Title: A Face in the Dark and Other Hauntings: Collected Stories of the Supernatural
Author: Ruskin Bond
197 pages
Publisher: Viking Books (January 2004)
Genre: Fiction (short stories)
Set in: India

My thoughts:
Ruskin Bond. How much do I love this author. Not because I have read his work extensively, but because he is the first author that made me feel like I could love reading. He showed me that reading could be a pleasure which could transport you to a different world altogether. He gave me my first glimpse into how the reading world could be. All this because of one short story called The Cherry Tree

The Cherry Tree is the story of a young boy from the hill station of Mussoorie who plants a cherry tree and watches it grow. Such a simple story but it evokes such beautiful imagery. We had this story in our curriculum as children and I seriously cannot recall the number of times I have read it.
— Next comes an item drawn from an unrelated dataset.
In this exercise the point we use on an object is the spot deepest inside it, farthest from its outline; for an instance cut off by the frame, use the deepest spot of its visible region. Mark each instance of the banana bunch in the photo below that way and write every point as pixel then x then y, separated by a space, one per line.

In fact I have still kept my English textbook just because of this one story. That’s the Ruskin Bond magic.

My point being that when I saw the book A Face in the Dark and Other Hauntings in the library I picked it up. I couldn’t wait to read it and I was not disappointed in the least. This collection of short stories has all kinds of stories, the theme being “supernatural”. There are stories of ghosts, fairies and jinns, most happening in the backdrop of the beautiful hill stations of Northern India. There is also Rudyard Kipling’s and Sherlock Holmes Ghost.

Ruskin Bond does not write complicated words, nor does he write complicated stories. These stories reminded me of stories I’ve heard from my friends and relatives, of the time when we all used to settle down at night and make up ghost stories to frighten each other.

But none of the stories really scare you, they are simply meant to entertain. Almost all these stories are based in the mountains and in actual places, be it the story of the fairies on the Pari Tibba hill or stories based in the forests of India. Some of the stories are even hilarious but almost all make you smile as you read the last line. How many ghosts stories can you say that for?

Please read this book. It’s the simplicity of the stories which make them beautiful. They can be read by children as well as enjoyed by adults.

I don’t have the capability to rate this book but for me Ruskin Bond will always have a 5/5.

I’m adding this to the South Asian Authors Challenge. Although Ruskin Bond is British by birth, he was born in India and has stayed in India almost all his life. He writes about India and it’s people with as much love and affection. In fact, Ruskin Bond is India’s one of most favorite authors and his stories are included in textbooks in India.